CRD validation: block CRD deletion if CRs are still present
In Rukpak, when a bundle deployment exists that has installed CRDs and the cluster has CRs for that CRD, there is nothing currently preventing or warning a user that deletion of a bundle deployment will result in those CRDs being deleted, which cascades to the CRs being deleted, which cascades to user workloads being deleted.
This is even more problematic in future use cases where bundle deployments might exist as a result of dependency resolution. Imagine this scenario:
- Operator A depends on Operator B
- ClusterUser1 says "install Operator A"
- The system resolves 1 and 2 and installs Operators A and B
- ClusterUser1 happily interacting with Operator A's APIs
- ClusterUser2 (who may or may not be aware of how A and B were installed) starts using B's APIs.
- The ClusterUser1 decides "Operator A is no longer required" and tells the cluster as much
- The cluster re-resolves and says "I don't need Operator A, and since Operator B is no longer required, I can get rid of that too"
- The cluster deletes Operator B's bundle deployment, which deletes Operator B's CRDs, which deletes those CRs.
- ClusterUser2 is like 🤯 🤯 😭
One issue with the proposed approach is that the validatingWebhookConfiguration would only prevent the CRD from being removed, the BundleDeployment and all other resources it defines will be deleted.
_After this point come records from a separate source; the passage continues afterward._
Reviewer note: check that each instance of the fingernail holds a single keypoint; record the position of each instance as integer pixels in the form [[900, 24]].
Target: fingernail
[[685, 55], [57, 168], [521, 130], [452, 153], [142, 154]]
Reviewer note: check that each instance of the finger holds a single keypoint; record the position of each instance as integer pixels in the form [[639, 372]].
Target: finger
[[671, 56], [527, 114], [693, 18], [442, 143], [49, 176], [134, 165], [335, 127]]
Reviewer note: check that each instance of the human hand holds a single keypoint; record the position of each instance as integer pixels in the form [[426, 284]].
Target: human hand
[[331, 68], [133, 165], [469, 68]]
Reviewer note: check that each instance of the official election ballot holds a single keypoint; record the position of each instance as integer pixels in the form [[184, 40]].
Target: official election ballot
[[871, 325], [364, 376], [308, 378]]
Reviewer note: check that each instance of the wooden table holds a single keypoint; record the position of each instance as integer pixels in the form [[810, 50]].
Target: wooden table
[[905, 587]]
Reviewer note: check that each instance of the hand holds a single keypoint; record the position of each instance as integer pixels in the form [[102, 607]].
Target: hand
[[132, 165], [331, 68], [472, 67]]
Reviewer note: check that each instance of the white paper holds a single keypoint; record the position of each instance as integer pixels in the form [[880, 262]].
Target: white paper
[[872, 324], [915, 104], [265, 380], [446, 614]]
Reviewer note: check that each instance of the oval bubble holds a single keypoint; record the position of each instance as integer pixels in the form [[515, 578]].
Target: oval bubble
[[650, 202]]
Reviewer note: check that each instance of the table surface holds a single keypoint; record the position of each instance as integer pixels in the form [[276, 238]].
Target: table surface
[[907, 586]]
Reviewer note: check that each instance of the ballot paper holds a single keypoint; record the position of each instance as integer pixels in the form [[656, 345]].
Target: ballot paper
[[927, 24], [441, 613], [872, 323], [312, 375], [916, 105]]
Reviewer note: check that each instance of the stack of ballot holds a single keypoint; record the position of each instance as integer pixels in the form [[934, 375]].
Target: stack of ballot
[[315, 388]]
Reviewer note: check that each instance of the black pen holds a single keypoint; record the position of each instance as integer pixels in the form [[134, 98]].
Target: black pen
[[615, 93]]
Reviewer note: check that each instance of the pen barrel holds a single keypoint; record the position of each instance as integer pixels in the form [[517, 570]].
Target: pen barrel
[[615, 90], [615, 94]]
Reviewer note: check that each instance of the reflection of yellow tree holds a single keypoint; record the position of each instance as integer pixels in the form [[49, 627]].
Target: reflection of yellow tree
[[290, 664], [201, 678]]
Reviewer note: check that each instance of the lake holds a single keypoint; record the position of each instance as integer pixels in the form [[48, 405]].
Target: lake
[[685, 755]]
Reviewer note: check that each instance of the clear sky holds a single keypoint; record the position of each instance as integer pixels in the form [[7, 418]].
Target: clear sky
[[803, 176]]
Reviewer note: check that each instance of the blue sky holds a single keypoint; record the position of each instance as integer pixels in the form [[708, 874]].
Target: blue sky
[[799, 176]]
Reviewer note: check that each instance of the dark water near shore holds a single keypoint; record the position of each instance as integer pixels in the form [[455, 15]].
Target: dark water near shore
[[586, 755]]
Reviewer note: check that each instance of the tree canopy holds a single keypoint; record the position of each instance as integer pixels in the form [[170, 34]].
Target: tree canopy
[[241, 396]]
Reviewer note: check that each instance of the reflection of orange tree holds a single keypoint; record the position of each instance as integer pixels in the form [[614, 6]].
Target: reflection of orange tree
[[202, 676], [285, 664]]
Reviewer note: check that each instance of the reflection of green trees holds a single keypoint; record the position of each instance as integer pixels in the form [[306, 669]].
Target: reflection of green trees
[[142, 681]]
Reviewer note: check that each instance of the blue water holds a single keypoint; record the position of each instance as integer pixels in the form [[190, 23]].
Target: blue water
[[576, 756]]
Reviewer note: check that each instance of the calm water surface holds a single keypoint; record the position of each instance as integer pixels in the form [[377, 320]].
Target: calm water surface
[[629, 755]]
There would be no controller watching the CRD and its associated CRs.
We should consider how we can identify the scenario above prior to install/uninstalling bundles with RukPak.
One other tidbit: the bundle deployment deletion triggers a helm uninstall of the bundle contents under the hood. If that uninstall fails, I think the bundle deployment controller will attempt to put things back to the way they were before the uninstall started. Maybe that helps?
@awgreene Do you remember why there's an urgent priority with this? This seems like a problem, but not something we need to immediately tackle.
Backfilling to v0.10.0 for now. This is something I could see being pretty valueable over time. We can continue to triage this in the future.
This seems like it'll need more thought and design consideration, so I'm going to move this to the backlog and demote to important-longterm.
This issue has become stale because it has been open 60 days with no activity. The maintainers of this repo will remove this label during issue triage or it will be removed automatically after an update. Adding the lifecycle/frozen label will cause this issue to ignore lifecycle events.